Data preparation steps included:
- Removing outliers and ensuring geographic coordinates were realistic.
- Deriving new features from
pickup_datetime(Year, Month, Day, DayOfWeek, Hour). - Calculating
distance_kmbetween pickup and dropoff points. - Computing distances to landmarks (Times Square, JFK Airport, etc.) to capture location-based effects.
- Splitting the data into training, validation, and test sets:
- Training set: 117,057 samples
- Validation set: 39,020 samples
- Test set: 39,020 samples
- Normalizing numerical features using MinMaxScaler to ensure all values are within the same range.
Multiple models were tested:
- Linear & Ridge Regression: baseline performance (RMSE ~5.0 on validation).
- ElasticNet: underperformed compared to the baseline.

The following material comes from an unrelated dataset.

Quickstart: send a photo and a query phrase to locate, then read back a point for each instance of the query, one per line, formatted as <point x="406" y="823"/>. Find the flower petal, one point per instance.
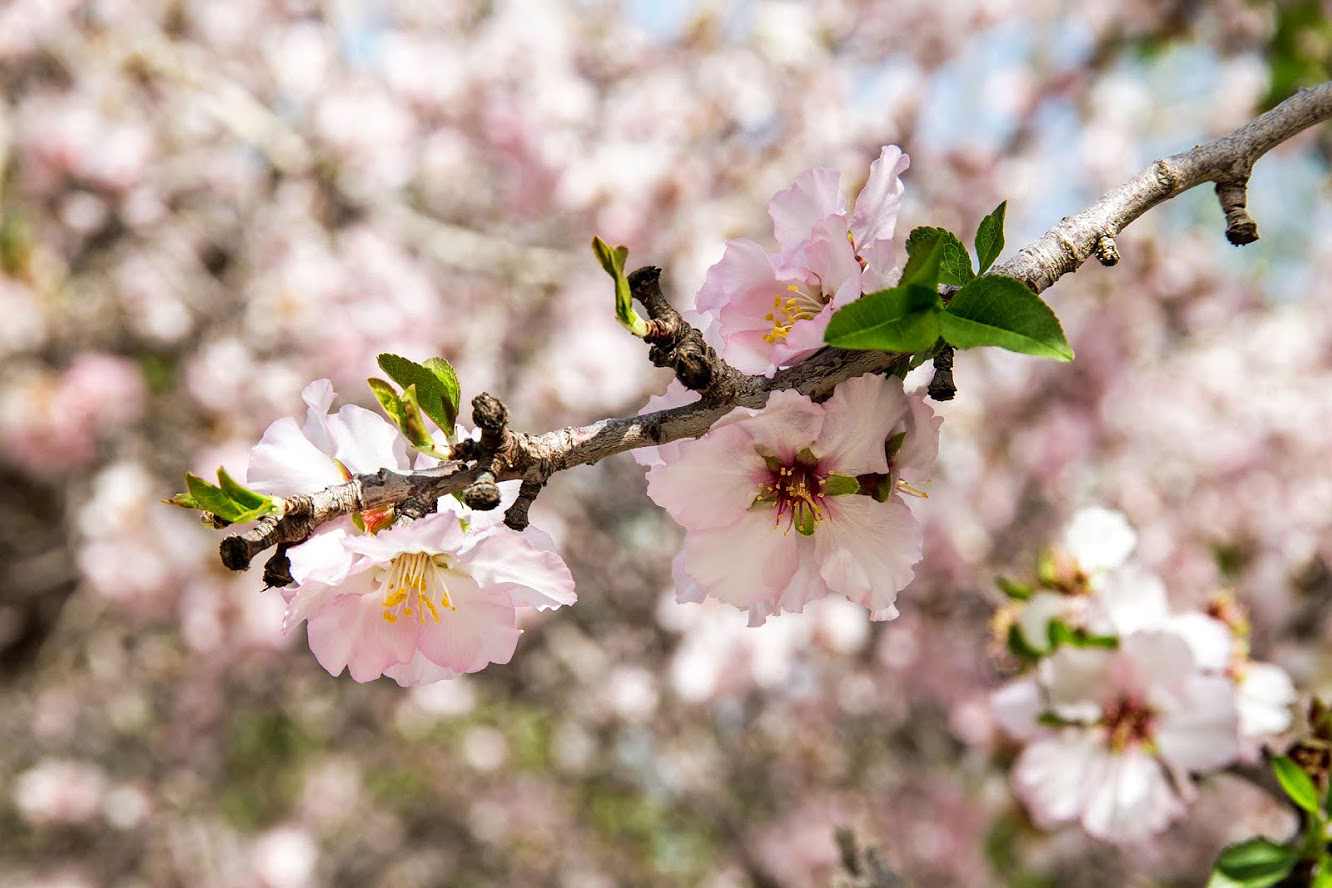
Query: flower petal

- Decision Tree & Random Forest: improved results (RMSE ~3.85+ on validation).
- Gradient Boosting: further improvement, with RMSE ~3.78 initially.

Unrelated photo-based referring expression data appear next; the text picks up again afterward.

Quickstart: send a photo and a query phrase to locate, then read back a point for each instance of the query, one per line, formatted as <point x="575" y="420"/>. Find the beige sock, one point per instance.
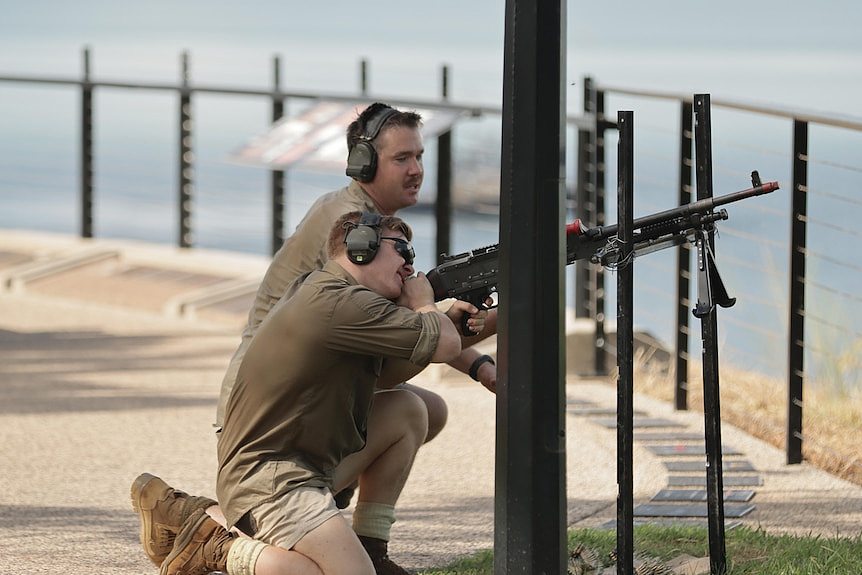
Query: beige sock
<point x="242" y="556"/>
<point x="373" y="519"/>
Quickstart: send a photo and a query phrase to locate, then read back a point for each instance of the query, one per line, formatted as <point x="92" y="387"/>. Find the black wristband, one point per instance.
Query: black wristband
<point x="477" y="363"/>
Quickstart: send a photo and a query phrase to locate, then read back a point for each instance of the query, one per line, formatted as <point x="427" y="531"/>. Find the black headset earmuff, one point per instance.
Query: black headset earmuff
<point x="363" y="239"/>
<point x="362" y="158"/>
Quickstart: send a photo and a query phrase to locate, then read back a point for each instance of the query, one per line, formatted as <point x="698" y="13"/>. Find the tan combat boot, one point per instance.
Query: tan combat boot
<point x="201" y="547"/>
<point x="378" y="551"/>
<point x="162" y="510"/>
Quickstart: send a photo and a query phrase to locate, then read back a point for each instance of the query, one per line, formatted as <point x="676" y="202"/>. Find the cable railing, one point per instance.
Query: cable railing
<point x="592" y="155"/>
<point x="806" y="228"/>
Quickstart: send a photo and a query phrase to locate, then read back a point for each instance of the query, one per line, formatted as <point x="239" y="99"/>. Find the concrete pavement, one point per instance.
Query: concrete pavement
<point x="101" y="379"/>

Comparison table (validation set):
| Model | val_rmse | val_r2 |
|---|---|---|
| Linear Regression | ~5.01 | ~0.72 |
| Ridge Regression | ~5.03 | ~0.72 |
| ElasticNet | ~9.48 | -0.00 |
| Decision Tree | ~4.22 | ~0.80 |
| Random Forest | ~3.85 | ~0.83 |
| Gradient Boosting | ~3.78 | ~0.84 |
XGBoost, as the top-performing model, was chosen for final testing and hyperparameter tuning.
Systematic hyperparameter tuning involved:
- Manual adjustments and visualization-based insights for parameters like
learning_rate,n_estimators, andmax_depth. - Automated searches using GridSearchCV and RandomizedSearchCV to find optimal configurations.
Final parameters:
{
'random_state': 42,
'n_jobs': 1,
'objective': 'reg:squarederror',
'learning_rate': 0.05,
'n_estimators': 100,
'max_depth': 6,
'subsample': 0.8,
'colsample_bytree': 1,
'gamma': 0,
'reg_lambda': 1,
'reg_alpha': 0.1
}| Model | val_rmse | val_r2 |
|---|---|---|
| XGBoost Tuning | ~3.74 | ~0.84 |
| GridSearchCV (XGB) | ~3.64 | ~0.85 |
The final XGBoost model, after tuning and validation, was tested on the unseen test dataset. The results demonstrate that the model generalizes well and maintains strong predictive performance on the test set:
- Test RMSE: 3.8053
- Test R²: 0.8446
These metrics indicate that the model effectively captures the underlying patterns in the data and is well-suited for predicting fare amounts in this use case.
Following a clear, step-by-step workflow ensured a systematic approach to the project, reducing errors and maintaining focus on incremental improvements at each stage. The process highlighted the importance of thorough data preprocessing and feature engineering, which provided the foundation for building an accurate predictive model.